Ayu Marfungah Aziz, mewakili rekan-rekannya sebelum naik ke atas panggung, mengungkapkan perasaan mereka "Kami merasa sangat bangga bisa terpilih mewakili sekolah. Jujur saja ada rasa gugup karena melihat banyak peserta lain yang juga bagus, tapi karena kami latihan bersama setiap hari dengan Ibu Nurfia dan didukung penuh oleh Ibu Nana, kami jadi lebih percaya diri. Kami bertiga sudah berjanji untuk memberikan penampilan terbaik kami hari ini untuk SDN 3 Canduk. Mohon doa restunya agar kami bisa tampil lancar tanpa hambatan di panggung nanti."
Hingga berita ini dilaporkan, jalannya perlombaan tari di SDN 1 Lumbir masih berlangsung dengan tertib dan meriah. Penampilan delegasi dari SD Negeri 3 Canduk diharapkan mampu menjadi katalisator bagi siswa-siswi lainnya untuk terus berprestasi di bidang seni.

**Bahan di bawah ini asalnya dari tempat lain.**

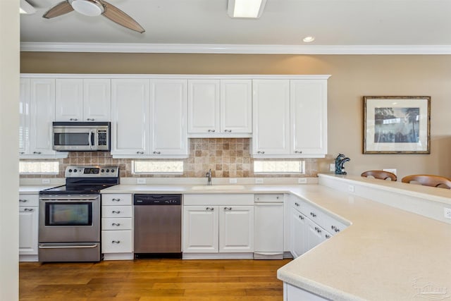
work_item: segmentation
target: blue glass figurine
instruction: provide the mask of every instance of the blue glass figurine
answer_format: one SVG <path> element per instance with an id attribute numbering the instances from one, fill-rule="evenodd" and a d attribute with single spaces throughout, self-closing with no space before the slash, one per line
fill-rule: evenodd
<path id="1" fill-rule="evenodd" d="M 348 161 L 351 161 L 351 159 L 345 156 L 343 154 L 338 154 L 338 156 L 335 158 L 335 175 L 346 174 L 346 171 L 343 171 L 343 169 L 345 169 L 343 164 Z"/>

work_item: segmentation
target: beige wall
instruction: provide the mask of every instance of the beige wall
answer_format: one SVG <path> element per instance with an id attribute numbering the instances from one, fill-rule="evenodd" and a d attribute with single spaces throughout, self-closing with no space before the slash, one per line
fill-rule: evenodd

Keberanian Ayu Marfungah Aziz, Almira Zahira, dan Riska Maisaroh untuk berkompetisi secara sehat menunjukkan bahwa pendidikan dasar di wilayah Lumbir telah berhasil menanamkan rasa percaya diri yang tinggi pada peserta didiknya.

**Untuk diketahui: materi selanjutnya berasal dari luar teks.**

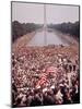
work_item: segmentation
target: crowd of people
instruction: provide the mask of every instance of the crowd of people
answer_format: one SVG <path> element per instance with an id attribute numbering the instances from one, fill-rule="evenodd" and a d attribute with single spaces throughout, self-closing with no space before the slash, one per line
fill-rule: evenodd
<path id="1" fill-rule="evenodd" d="M 79 102 L 78 53 L 72 58 L 55 47 L 24 47 L 12 52 L 12 107 Z"/>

Hasil akhir dari FLS3N ini nantinya akan menentukan siapa yang berhak mewakili Kecamatan Lumbir ke tingkat kabupaten. Namun, bagi keluarga besar SD Negeri 3 Canduk, kehadiran tim tari mereka di kancah kecamatan sudah menjadi prestasi tersendiri yang patut diapresiasi setinggi mungkin sebagai bagian dari pelestarian budaya bangsa melalui jalur pendidikan formal.